Even if you temporarily shut down two servers that are in the same replica set after each other (e.g. reboot rpi0
, wait a few minutes, then reboot rpi2
), things will carry on like nothing happened, as GlusterFS automatically distributes the changes when the brick comes back up. However, if you do not give it enough time to resync things go wrong, resulting in errors like:
user@client/mnt/gluster$ rm -r * rm: cannot remove ‘dir1’: Transport endpoint is not connected rm: cannot remove ‘dir2’: Transport endpoint is not connected rm: cannot remove ‘file3.rnd’: Invalid argument rm: cannot remove ‘file4.rnd’: Invalid argument
Some of these errors you may be able to fix by re-mounting the volume on the client or perhaps by restarting all servers.
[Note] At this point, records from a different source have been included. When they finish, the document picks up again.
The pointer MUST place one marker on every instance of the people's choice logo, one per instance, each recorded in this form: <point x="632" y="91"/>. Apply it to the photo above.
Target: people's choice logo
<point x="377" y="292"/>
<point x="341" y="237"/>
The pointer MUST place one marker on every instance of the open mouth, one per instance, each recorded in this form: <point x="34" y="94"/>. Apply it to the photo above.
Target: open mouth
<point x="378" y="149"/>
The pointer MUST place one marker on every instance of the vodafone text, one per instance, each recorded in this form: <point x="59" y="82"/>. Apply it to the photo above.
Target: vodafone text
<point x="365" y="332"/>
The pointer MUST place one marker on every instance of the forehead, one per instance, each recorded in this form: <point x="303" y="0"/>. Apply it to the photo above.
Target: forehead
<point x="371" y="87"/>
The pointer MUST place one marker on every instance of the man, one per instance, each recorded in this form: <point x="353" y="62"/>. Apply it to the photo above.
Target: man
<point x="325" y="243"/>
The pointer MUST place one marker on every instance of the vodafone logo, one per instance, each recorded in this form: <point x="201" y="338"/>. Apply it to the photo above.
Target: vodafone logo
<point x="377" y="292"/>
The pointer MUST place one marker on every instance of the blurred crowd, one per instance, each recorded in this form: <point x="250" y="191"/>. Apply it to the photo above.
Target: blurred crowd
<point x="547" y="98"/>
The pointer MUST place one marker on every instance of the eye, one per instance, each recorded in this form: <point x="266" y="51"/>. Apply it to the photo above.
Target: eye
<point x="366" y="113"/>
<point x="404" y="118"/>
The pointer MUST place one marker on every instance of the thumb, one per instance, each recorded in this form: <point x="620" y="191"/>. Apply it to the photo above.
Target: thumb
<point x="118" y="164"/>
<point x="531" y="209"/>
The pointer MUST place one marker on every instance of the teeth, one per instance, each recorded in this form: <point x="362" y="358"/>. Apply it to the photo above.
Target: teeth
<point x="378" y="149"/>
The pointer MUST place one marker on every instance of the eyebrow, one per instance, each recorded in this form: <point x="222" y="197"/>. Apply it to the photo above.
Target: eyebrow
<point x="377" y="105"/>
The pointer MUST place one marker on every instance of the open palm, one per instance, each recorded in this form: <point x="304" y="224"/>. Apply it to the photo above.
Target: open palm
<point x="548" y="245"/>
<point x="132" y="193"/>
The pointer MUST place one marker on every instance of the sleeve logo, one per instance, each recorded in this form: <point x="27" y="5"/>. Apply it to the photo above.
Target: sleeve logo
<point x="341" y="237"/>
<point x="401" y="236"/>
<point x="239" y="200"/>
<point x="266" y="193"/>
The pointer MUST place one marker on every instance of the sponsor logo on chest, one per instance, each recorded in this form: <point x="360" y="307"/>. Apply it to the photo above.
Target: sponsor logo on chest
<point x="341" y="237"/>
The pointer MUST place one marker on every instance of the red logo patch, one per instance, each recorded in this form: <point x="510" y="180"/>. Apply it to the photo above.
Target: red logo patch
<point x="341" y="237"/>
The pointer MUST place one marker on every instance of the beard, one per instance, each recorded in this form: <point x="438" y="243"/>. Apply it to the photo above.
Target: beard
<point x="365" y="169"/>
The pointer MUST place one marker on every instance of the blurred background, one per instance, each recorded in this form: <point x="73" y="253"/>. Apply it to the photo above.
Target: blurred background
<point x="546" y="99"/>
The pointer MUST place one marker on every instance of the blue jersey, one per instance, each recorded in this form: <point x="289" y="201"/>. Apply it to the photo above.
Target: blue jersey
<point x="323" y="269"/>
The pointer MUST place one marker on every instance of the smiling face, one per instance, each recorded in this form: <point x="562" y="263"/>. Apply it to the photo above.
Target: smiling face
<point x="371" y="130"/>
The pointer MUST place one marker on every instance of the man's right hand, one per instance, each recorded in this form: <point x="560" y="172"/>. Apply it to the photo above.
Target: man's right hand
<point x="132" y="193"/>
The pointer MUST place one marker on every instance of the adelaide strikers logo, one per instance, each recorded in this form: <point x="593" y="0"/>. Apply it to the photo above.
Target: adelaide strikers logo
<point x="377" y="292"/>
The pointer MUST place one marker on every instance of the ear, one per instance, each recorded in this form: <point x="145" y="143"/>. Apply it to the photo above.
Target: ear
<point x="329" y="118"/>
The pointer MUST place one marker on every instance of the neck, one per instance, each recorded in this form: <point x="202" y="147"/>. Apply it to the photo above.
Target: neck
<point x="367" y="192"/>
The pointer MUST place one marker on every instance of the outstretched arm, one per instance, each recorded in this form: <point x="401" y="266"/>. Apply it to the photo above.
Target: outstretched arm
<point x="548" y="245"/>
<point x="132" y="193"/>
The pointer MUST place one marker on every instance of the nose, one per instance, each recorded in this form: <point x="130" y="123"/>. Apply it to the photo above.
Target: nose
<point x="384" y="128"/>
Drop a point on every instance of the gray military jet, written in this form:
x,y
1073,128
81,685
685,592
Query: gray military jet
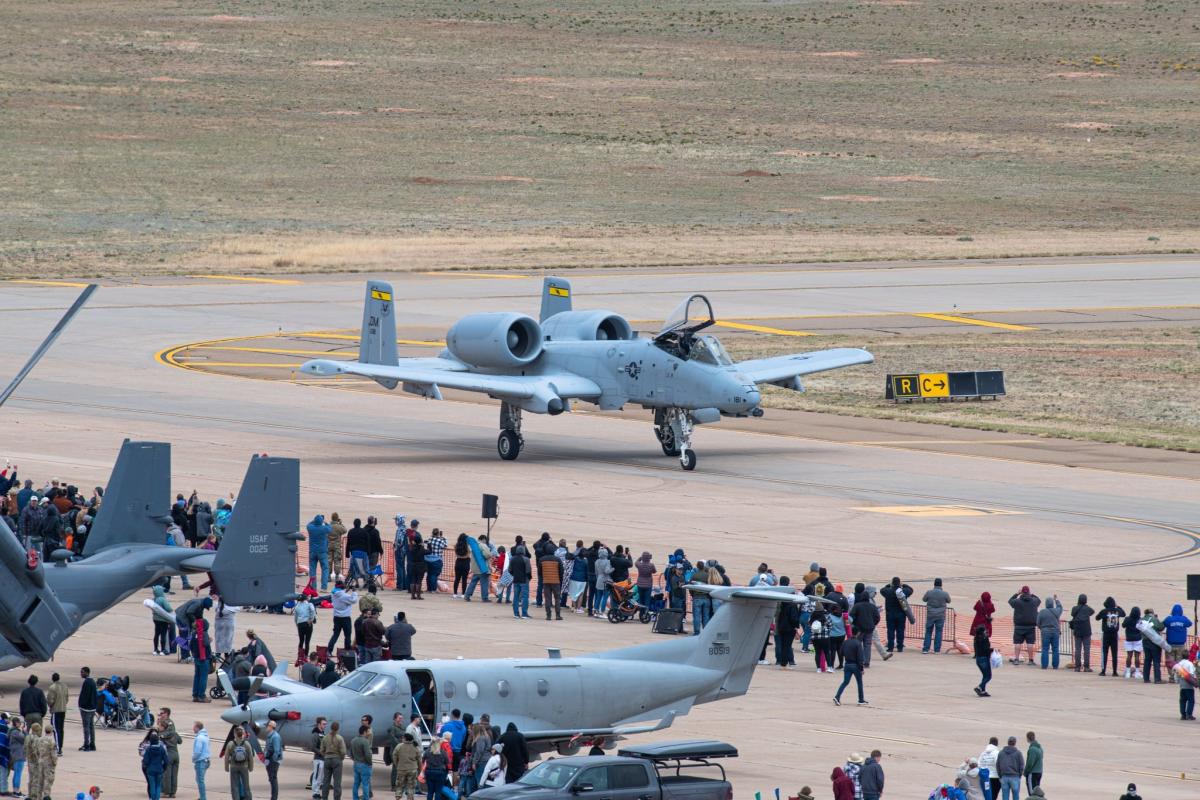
x,y
687,379
557,703
41,606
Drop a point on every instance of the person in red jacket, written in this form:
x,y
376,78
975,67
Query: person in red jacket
x,y
843,787
984,609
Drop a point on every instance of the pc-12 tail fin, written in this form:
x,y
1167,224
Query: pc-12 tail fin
x,y
256,563
733,637
556,298
137,503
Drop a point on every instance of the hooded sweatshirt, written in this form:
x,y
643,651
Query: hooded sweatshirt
x,y
843,787
1081,618
1176,625
160,599
988,759
318,535
1025,609
984,609
1049,617
646,571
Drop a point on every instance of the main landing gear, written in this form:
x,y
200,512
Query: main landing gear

If that does not the problem, try rebalancing the volume. On one of the servers, run:
user@rpi0~$ sudo gluster volume rebalance gv fix-layout start
Conclusion
Although the Raspberry Pis are clearly not made to run this kind of filesystem (and of course GlusterFS was not made to run on a Raspberry Pi) it is perfectly possible to create your own high performance and highly available filesystem. Even if one of your Raspberry Pis crashes (mine do once in a while) you will still be able to access all your files.